In the field reliability, registrants select one of the Klimisch reliability categories 1 to 4. Study summaries with no assigned reliability category were excluded from further analysis, in total 18 study summaries. Registrants' justifications of the reliability category are provided in the field rationale for reliability incl. deficiencies. The field has a pick-list of standard justifications as well as a supplementary free text field for additional information.21
Information on whether the study has been conducted according to GLP and standardised test guidelines is provided in the fields GLP compliance and qualifier. GLP compliance can be reported as yes, yes incl. certificate, no and no data. Standard phrases in the field qualifier include according to, equivalent or similar to and no guideline followed. In the analysis, the options according to and equivalent or similar to have been grouped into one category test guideline compliance. Options that indicate that no guideline has been followed or not reported in the study or by the registrant in the dossier have been grouped into one category non-test guideline/no data. Similarly, studies that do not follow GLP or for which no information has been provided on GLP compliance have also been grouped into one category non-GLP/no data.

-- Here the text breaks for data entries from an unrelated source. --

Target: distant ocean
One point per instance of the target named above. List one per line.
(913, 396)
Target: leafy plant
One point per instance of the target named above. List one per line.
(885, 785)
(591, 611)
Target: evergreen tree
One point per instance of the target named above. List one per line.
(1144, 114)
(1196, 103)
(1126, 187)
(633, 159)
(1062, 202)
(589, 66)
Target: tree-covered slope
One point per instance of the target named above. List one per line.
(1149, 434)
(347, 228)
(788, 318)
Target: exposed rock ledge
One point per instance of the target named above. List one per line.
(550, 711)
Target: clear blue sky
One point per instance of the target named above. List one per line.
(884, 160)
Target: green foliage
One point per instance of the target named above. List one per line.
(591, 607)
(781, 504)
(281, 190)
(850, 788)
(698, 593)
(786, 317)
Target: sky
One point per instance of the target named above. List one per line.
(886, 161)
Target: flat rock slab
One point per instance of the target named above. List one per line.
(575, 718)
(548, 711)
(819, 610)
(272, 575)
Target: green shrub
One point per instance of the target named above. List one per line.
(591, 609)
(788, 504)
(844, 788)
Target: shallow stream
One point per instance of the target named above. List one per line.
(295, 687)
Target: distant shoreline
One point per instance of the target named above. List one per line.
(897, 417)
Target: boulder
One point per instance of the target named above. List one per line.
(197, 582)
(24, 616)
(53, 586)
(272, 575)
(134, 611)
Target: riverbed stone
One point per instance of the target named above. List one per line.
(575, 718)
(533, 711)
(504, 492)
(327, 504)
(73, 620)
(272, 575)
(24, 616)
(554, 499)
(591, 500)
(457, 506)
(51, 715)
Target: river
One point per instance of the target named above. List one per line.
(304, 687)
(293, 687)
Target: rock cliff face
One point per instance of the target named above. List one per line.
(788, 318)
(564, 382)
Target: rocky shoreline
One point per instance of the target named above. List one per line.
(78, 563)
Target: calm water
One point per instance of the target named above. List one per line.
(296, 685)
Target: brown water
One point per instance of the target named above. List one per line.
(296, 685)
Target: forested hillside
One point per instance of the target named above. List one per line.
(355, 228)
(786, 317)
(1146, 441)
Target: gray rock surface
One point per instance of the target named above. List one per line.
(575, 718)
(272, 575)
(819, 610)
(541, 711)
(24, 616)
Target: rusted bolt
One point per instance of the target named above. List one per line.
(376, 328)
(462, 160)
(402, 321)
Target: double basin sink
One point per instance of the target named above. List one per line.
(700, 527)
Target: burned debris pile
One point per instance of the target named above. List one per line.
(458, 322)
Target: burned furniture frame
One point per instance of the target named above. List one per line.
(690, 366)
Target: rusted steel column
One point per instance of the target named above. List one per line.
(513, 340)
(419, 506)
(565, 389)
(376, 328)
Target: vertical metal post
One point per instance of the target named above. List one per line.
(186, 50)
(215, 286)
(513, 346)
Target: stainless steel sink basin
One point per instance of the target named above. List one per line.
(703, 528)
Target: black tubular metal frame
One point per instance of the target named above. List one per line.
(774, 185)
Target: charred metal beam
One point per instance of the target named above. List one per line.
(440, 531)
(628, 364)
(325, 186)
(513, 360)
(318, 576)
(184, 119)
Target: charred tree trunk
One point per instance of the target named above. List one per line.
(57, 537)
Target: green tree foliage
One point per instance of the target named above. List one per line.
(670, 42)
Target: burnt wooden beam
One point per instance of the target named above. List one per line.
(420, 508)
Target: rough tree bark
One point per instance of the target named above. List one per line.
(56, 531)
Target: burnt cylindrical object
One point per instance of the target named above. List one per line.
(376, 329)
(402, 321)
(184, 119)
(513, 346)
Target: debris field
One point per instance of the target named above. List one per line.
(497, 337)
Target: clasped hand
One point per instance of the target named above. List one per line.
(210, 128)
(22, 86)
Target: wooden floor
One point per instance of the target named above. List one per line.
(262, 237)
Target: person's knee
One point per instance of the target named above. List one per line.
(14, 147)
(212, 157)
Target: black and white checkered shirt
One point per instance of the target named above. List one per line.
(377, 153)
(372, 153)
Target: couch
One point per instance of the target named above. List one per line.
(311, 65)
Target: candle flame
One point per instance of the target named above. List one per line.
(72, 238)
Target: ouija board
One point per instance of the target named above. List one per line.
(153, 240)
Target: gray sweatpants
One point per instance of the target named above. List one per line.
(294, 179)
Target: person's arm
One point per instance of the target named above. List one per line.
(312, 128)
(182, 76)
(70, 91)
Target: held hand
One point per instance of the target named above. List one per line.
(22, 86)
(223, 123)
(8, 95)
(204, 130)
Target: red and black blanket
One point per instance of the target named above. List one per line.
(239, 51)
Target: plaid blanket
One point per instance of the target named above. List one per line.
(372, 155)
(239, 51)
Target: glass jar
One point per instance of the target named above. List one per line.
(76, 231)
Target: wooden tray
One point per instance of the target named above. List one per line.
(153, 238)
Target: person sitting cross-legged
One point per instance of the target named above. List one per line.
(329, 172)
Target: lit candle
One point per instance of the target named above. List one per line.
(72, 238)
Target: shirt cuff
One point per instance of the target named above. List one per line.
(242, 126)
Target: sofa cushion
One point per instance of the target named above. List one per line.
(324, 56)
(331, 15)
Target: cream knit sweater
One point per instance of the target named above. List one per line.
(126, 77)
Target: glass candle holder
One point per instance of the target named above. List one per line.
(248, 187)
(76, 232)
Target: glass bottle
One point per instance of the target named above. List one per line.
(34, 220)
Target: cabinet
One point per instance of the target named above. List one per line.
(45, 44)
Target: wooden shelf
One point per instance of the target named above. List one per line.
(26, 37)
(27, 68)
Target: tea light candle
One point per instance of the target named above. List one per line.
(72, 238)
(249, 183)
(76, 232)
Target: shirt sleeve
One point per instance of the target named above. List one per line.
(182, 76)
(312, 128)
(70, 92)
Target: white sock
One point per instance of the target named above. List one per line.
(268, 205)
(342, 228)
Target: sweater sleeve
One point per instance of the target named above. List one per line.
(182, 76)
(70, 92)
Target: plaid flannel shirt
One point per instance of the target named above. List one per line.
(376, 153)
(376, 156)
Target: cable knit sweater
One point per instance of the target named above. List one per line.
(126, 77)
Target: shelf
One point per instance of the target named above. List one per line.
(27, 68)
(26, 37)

Information on the bibliographic reference is provided in the section data source. For the purpose of this study, study summaries based on the reference types study report, other company data and publication were extracted from the field reference type. The reference types study report and other company data refer to information generated or funded by the industry. These categories were combined and are hereafter referred to as study report. Publication refers to reports published in the peer reviewed literature and includes academic and governmental research as well as industry study reports published as scientific papers. Study summaries referring to both study report and publication were excluded in order to analyse the two reference types separately. Information on author, year, title and bibliographic source were also collected to ensure that publications could be identified if needed. However, the data source for study reports is not disseminated on the ECHA website and therefore the number of unique studies could not be identified.23 Since several study summaries can be prepared from a single report, the number of study summaries is not equivalent to unique studies and consequently, information for the same study may have been counted multiple times in the analysis.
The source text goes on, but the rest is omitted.